Ask anyone in my family, and they will assure you that I am not a people pleaser. It’s not a matter of selfishness or narcissism, but the acknowledgement that I am one person who can only do so much. I don’t feel guilty about saying no to requests. But if I tell you that I’m going to do it, you can rest easily with the knowledge that it will be done, early and correctly. Personally, I prefer people that say what they mean and mean what they say….. This is why I don’t work in customer service or sales.
As if we moms aren’t doing enough throughout the year, The holiday season seems to bring on its own special set of requests. Can you bake four dozen cupcakes for a party tomorrow? Can you pick up a few extra presents that we forgot? Can you whip up a dinner for the boss and his family tonight? Can you do this….do that….do this….? Stay-at-home-moms especially feel the surge of holiday requests since, after all, they just stay home and “don’t really do anything.” Yup. Those are quotation marks there.

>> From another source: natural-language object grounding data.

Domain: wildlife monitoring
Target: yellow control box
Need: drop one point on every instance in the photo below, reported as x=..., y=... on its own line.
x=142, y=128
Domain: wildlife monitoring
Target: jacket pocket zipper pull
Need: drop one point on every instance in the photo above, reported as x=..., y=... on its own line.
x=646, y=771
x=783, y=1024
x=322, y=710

Unlike me, most moms tend to be people pleasers; but taking Unhealthy responsibility can leave you physically, mentally, and emotionally depleted…and that leads to illness…which you do not have time for!! So how can you politely say no without hurting the other person’s feelings or feeling guilty yourself?
- Keep it simple: Simple responses such as "Sorry, I can't this time" or "I'm afraid I'm busy that day" are most effective. State your piece and don’t accept argument.
- When in doubt, buy time: If you can’t be that assertive, say “Let me think about it, and I'll get back to you." Then consider the best way to say no.
- Expand your definition of "I have plans": If you planned on some quiet time for yourself, that is an engagement. So don't be afraid to say, "Sorry, I have plans."
Take it to the Next Level
Address these holiday requests…
- Request: You are asked to coordinate the holiday party―again―at your child's school.
- What you should say: "I know I'm going to disappoint you, but I've decided not to volunteer this year. Is there any way to get some of the other parents to step up?" You don’t owe them an explanation as to why you can’t do it….you’ve done it several times, and you’ve done your part.
- Request: You're invited to a distant relative's annual Christmas party―for the 14th year in a row.
- What you should say: "I've really had fun in the past, but I can't make it this year. That week is already packed for me." Send a nice Christmas card instead.
- Request: A guest offers to bring her seven-layer dip to your party. It’s really bad and always gets thrown out.
- What you should say: "What a kind offer―thank you. I have already planned the menu, but do you have any dietary restrictions I should know about?" If she's just asking to be nice and insists on bringing something, suggest a bottle of wine or a loaf of bread.